Sunday, April 1, 2007

Targeted, National Security and the Business of Immigration by Deepa Fernandes


Targeted, National Security and the Business of Immigration by Deepa Fernandes
From Seven Stories Press: America has always portrayed itself as a country of immigrants, welcoming each year the millions seeking a new home or refuge in this land of plenty. Increasingly, instead of finding their dream, many encounter a nightmare—a country whose culture and legal system aggressively target and prosecute them.

In Targeted, journalist Deepa Fernandes seamlessly weaves together history, political analysis, and first-person narratives of those caught in the grips of the increasingly Kafkaesque U.S. Homeland Security system. She documents how in post-9/11 America immigrants have come to be deemed a national security threat.

Fernandes—herself an immigrant well-acquainted with U.S. immigration procedures—takes the reader on a harrowing journey inside the new American immigrant experience, a journey marked by militarized border zones, racist profiling, criminalization, detention and deportation. She argues that since 9/11, the Bush administration has been carrying out a series of systematic changes to decades-old immigration policy that constitute a roll back of immigrant rights and a boon for businesses who are helping to enforce the crackdown on immigrants, creating a growing “Immigration Industrial Complex.” She also documents the bullet-to-ballot strategy of white supremacist elements that influence our new immigration legislation.
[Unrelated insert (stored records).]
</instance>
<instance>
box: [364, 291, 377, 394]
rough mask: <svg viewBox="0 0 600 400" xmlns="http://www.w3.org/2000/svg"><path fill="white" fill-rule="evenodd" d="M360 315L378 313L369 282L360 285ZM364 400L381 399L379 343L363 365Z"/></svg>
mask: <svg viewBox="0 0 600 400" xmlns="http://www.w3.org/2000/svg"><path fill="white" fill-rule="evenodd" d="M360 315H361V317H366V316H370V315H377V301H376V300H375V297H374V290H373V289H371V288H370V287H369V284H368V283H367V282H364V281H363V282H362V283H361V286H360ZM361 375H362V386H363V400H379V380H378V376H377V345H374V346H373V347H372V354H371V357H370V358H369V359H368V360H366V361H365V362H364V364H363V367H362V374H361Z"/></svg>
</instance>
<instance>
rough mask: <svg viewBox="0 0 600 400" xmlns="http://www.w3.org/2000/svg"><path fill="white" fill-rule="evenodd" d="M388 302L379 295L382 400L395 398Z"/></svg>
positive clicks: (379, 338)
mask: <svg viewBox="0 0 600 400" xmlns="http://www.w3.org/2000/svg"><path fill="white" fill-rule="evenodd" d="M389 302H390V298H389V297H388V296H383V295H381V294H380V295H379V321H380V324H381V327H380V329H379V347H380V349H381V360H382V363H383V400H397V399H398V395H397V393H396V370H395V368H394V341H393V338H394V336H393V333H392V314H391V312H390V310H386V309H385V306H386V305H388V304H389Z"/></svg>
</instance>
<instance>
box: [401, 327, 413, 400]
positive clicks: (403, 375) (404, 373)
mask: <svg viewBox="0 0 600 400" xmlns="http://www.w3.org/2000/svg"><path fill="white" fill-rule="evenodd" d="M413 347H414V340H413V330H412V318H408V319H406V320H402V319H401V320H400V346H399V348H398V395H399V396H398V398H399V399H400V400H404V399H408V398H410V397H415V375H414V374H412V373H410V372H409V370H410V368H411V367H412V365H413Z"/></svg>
DEEPA FERNANDES is the host of the popular morning show, “Wakeup call” on Pacifica radio station WBAI in New York City. Her award-winning radio features have aired on the BBC World Service, and Public Radio International. Her writing has appeared in the Village Voice, In These Times, and the New York Amsterdam News. Targeted, her first book, is the result of four years of research collecting narratives from immigrants as well as human rights groups, community organizers and lawyers who are challenging the Bush Administration's policies.